# Ann Coulter Really Hates Soccer



## groverj3 (Jun 27, 2014)

Coulter: Any growing interest in soccer a sign of nation's moral decay

"If more "Americans" are watching soccer today, it's only because of the demographic switch effected by Teddy Kennedy's 1965 immigration law. I promise you: No American whose great-grandfather was born here is watching soccer. One can only hope that, in addition to learning English, these new Americans will drop their soccer fetish with time."

lolwut?

"Soccer is like the metric system, which liberals also adore because it's European."

"Despite being subjected to Chinese-style brainwashing in the public schools to use centimeters and Celsius..."

Not sure if this belongs in Sports or Politics...

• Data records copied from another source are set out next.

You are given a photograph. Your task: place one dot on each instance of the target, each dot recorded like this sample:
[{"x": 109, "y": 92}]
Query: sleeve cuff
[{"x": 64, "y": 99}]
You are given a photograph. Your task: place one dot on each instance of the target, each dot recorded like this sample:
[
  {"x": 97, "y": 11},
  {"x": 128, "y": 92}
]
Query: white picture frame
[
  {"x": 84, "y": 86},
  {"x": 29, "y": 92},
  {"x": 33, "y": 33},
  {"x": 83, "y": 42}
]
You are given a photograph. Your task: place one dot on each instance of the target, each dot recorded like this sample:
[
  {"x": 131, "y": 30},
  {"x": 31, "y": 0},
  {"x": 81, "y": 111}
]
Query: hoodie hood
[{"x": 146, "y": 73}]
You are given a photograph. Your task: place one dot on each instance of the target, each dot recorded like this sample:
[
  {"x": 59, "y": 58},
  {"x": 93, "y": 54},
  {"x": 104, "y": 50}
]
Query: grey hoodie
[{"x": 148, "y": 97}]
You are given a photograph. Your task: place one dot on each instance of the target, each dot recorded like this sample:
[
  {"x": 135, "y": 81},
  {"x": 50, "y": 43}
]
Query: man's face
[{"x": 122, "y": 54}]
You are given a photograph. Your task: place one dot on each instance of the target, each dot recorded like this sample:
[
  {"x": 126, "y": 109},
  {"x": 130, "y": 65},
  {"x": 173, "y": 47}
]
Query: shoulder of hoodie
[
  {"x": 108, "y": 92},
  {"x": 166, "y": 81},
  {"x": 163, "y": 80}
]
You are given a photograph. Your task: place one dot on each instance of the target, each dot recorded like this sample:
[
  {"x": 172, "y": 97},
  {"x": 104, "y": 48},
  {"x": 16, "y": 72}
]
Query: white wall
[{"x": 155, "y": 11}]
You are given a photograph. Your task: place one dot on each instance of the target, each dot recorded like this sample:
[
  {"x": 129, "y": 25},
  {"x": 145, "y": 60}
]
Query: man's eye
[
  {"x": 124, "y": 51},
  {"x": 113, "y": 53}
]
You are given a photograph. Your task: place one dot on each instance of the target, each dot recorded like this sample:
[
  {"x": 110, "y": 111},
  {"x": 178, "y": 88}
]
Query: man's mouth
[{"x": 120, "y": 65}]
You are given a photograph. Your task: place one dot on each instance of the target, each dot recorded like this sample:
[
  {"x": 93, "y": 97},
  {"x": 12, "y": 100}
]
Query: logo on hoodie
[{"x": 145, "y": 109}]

I do know that this is probably the worst thing ever written in the English language.


----------



## Promit (Jun 27, 2014)

Eh, she's phoning it in. Her old material was waaay better. Some seriously artful trolling in her day.


----------



## asher (Jun 27, 2014)

^yup.


----------



## Mik3D23 (Jun 27, 2014)

I like to hope that if we don't talk about her, she'll fade into nonexistence. I've heard squirrels say things that make more sense than the shit she says


----------



## Konfyouzd (Jun 27, 2014)

...


----------



## Syphon (Jun 27, 2014)

There seems to be far worse filling in for her now a days. The Fox news pundits blatantly state quite a bit of ignorance. Given that they are reporters, it's hard for me to believe that they are not aware of the nature of their entertainment.


----------



## stuglue (Jul 6, 2014)

Never heard of her


----------



## TRENCHLORD (Jul 6, 2014)

For a girl who hates soccer she sure does love kicking balls .


----------